We have built a data vault on snowflake which is yet to go into production. We were not getting the desired performance on raw data vault load or IM build to achieve out near real time goal and at the same time try and keep compute cost low.. So we worked with a snowflake expert to figure out why.
The results of the testing confirmed few things, joins using the hashkey almost always go into a full partition scan compared to using business keys. The natural clustering on snowflake works better with business keys than hash keys (Sha1). MD5 was slightly better but still the business keys perform way better.
To achieve the desired performance and to keep the compute cost down, we have to carry business keys in all raw data vault objects - hub/link/sats. Are we breaking any rule by doing so, please advise.
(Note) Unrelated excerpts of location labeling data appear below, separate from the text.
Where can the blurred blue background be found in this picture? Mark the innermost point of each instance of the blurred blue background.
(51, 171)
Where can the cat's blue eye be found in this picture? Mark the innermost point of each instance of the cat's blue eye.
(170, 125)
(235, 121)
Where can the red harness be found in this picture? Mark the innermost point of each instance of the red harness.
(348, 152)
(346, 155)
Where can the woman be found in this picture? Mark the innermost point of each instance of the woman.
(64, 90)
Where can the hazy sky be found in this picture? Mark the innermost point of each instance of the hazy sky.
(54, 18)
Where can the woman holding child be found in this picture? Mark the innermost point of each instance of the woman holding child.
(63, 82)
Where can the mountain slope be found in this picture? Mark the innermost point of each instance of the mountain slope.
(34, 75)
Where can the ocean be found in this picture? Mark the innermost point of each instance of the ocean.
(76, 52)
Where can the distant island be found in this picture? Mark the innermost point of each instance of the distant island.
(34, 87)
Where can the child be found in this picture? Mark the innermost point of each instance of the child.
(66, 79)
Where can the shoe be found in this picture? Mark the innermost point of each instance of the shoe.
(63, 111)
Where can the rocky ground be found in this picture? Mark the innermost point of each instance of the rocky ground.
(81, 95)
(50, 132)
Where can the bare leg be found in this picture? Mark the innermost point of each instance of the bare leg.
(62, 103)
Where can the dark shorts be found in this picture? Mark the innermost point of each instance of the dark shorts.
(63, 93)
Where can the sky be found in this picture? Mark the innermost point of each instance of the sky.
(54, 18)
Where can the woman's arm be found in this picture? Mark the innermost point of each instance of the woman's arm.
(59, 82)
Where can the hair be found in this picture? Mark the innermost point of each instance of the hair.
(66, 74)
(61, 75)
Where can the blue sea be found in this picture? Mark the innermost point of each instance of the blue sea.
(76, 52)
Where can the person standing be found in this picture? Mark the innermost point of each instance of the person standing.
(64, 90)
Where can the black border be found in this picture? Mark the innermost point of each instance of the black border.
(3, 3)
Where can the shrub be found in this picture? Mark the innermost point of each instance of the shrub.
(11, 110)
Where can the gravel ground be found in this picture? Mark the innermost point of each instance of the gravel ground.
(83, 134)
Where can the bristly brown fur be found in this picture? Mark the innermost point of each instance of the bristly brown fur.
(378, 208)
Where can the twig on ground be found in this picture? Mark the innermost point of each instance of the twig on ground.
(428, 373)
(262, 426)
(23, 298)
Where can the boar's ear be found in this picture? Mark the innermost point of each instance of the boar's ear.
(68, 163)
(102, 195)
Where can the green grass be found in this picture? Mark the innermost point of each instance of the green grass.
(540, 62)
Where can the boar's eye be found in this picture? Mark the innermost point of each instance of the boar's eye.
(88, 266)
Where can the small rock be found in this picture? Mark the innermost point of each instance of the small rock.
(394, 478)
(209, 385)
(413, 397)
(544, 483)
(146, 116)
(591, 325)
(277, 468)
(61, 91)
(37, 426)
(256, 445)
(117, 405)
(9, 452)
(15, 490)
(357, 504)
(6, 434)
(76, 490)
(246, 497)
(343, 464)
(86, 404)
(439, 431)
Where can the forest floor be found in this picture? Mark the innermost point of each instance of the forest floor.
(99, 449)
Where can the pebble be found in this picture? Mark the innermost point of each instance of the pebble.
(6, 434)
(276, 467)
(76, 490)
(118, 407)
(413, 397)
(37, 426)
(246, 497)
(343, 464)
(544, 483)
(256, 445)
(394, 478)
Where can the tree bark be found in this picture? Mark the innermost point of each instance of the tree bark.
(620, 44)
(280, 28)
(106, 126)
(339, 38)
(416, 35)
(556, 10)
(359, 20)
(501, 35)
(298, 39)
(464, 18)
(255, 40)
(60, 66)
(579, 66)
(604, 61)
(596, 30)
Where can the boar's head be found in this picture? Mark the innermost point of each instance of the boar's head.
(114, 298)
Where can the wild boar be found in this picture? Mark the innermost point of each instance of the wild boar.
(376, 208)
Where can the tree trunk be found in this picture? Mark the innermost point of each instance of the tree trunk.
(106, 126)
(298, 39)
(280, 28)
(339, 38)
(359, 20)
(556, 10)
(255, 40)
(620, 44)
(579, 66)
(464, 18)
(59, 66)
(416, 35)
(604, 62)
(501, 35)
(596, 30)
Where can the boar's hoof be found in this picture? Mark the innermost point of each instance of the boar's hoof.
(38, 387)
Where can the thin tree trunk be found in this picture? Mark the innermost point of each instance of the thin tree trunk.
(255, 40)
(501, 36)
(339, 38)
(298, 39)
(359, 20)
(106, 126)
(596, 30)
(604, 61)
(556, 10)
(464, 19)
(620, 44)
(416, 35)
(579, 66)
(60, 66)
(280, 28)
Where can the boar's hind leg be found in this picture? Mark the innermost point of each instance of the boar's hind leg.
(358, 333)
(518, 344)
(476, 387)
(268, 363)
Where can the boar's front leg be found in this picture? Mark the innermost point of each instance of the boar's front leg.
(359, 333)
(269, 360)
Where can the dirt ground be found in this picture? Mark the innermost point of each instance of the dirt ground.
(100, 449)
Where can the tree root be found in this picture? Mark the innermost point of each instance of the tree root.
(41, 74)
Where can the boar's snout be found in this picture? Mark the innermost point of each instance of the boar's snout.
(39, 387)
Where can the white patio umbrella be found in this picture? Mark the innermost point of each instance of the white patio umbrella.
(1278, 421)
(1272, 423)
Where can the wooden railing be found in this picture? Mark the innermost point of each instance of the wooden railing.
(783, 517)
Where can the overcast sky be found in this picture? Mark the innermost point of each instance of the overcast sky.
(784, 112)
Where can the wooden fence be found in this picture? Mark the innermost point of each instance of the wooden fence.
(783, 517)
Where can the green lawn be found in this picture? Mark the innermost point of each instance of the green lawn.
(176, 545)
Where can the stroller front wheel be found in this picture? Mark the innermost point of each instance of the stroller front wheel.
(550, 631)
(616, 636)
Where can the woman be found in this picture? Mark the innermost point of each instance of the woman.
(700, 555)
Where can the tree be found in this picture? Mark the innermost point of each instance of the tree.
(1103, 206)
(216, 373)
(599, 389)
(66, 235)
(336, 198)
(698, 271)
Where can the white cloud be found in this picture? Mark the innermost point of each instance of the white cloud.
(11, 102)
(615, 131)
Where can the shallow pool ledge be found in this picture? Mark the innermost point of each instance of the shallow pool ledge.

Also since we are trying to achieve near real time load in and out of the vault, we are now considering to insert any changed data thats coming thru from source without checking if that already exists. Our change data capture from source is pretty solid. We do anticipate duplicates in links, and rarely dups in hubs and sats too. But in that scenario we have our effectivity sats to get the most recent row from the link (same applies for sats too), so it really doesnt matter if there are duplicate rows is what we are thinking.
All are links are mostly driving key link so I wouldnt see any issue having duplicate rows in link as we can still retrieve the most recent row from effectivity using the driving key. What do you think about this approach?
Every time we go thru the entire table to insert a row into data vault, is not a scalable architecture, right? The performance is going to degrade as the raw data vault becomes bigger and bigger and achieving near realtime with it is nearly impossible. Please let me know what you have done in your environment to achieve near realtime and what do you think about what we are trying to do.